Утомил ли её этот рассказ? О нет: она выпытывала подробности каждого чувства, о котором говорил отец, пока тот не обнажил перед дочерью все потаённые уголки своей истерзанной души. Они вместе обсудили архидьякона, как дети обсуждали бы сурового, нелюбимого, но всё равно уважаемого учителя, и епископа как добрейшего родителя, бессильного противостоять всемогущему педагогу.
После того, как отец рассказал ей всё, Элинор не могла таиться сама, и когда между ними прозвучало имя Болда, она созналась, что полюбила его — «любила его когда-то», сказала она, — но не может больше любить, и будь они помолвлены, взяла бы своё слово назад, и даже поклянись она перед алтарём любить его как жена, оттолкнула бы сейчас и не чувствовала себя клятвопреступницей, потому что он оказался врагом её отца.
Тогда смотритель объявил, что Болд ему не враг, и, целуя Элинор, мягко попенял ей за то, что она хочет оттолкнуть возлюбленного, потом заговорил с нею о счастливых днях, которые наступят после всех испытаний, и провозгласил, что её юное сердечко не должно рваться на части в угоду священнику или прелату, настоятелю или архидьякону — да хоть бы весь Оксфорд сошёлся и признал такую жертву необходимой.
Утешенные этим излиянием чувств — а какая скорбь не отступила была перед такой взаимной откровенностью! — они в последний раз обменялись выражениями самой нежной любви и разошлись по спальням почти счастливыми.
Тем вечером в постели Элинор напряжённо размышляла, ища способ вызволить отца из его несчастий, и пришла к выводу, что необходимо пожертвовать собой.
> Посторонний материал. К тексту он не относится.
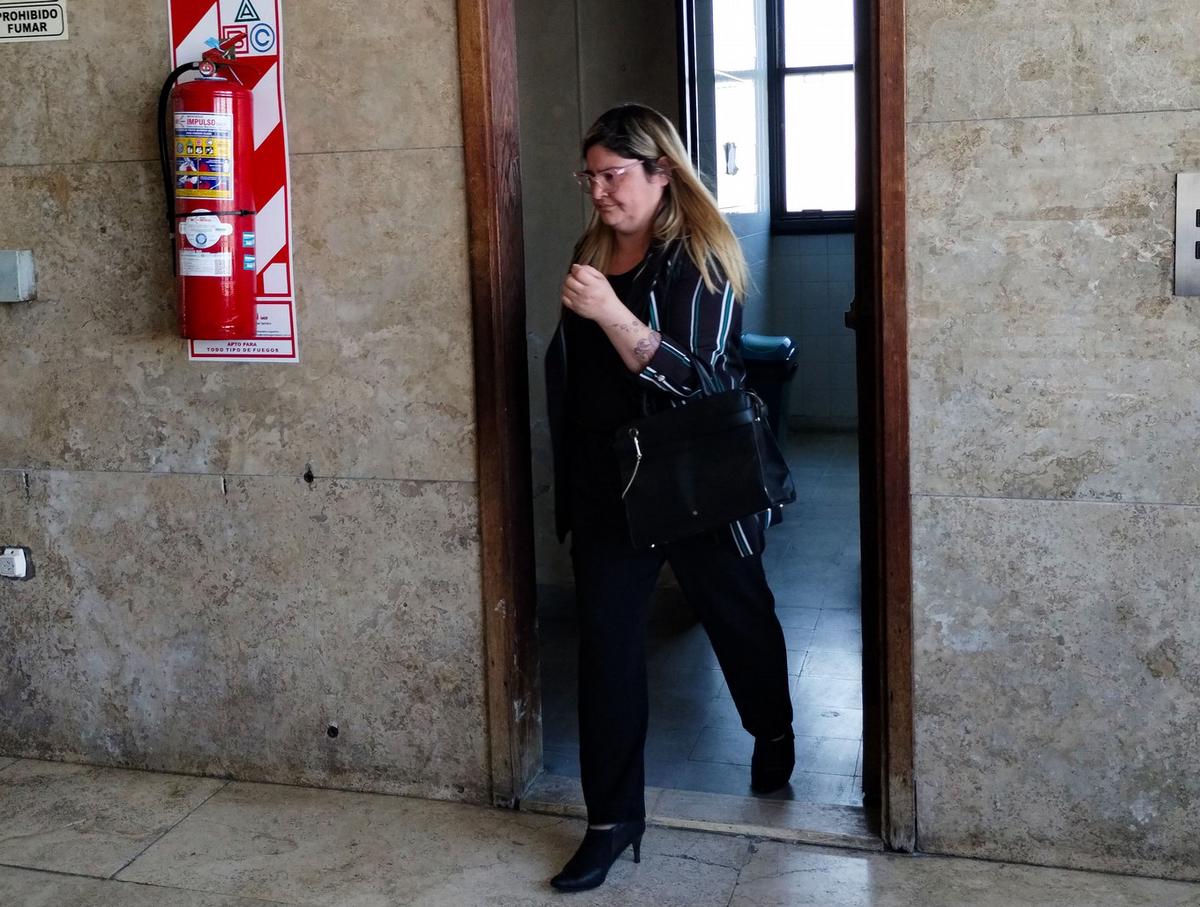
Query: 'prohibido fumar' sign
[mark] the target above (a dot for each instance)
(33, 20)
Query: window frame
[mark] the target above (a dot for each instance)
(781, 220)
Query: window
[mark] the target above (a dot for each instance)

Неужто столь добрый Агамемнон не достоин Ифигении? Она лично попросит Джона Болда отказаться от задуманного, объяснит ему, как страдает отец, скажет, что тот умрёт, если его вытащат на всеобщее обозрение и незаслуженно опозорят, воззовёт к старой дружбе, к великодушию Болда, к мужскому благородству, если надо, встанет перед ним на колени и станет умолять, но прежде, чем это сделать, надо истребить самую мысль о любви. Мольба не должна стать сделкой. К милости и великодушию Элинор может взывать, но как девушка, чьей руки ещё даже не просили, не вправе взывать к его любви. Разумеется, в ответ на её мольбы он признается в своей страсти; этого следовало ждать — все предыдущие слова и взгляды не оставляли сомнений, — однако столь же безусловно она должна ответить отказом. Нельзя, чтобы он понял её просьбы как «освободи моего отца, и я буду тебе наградой». То была бы не жертва — не так дочь Иеффая спасла своего родителя [31]. Таким способом не покажешь добрейшему из отцов, что готова снести ради него. Нет, надо было всей душой принять великое решение, и приняв его, Элинор уверила себя, что сумеет обратиться к Болду так же спокойно, как если бы обращалась к своему дедушке.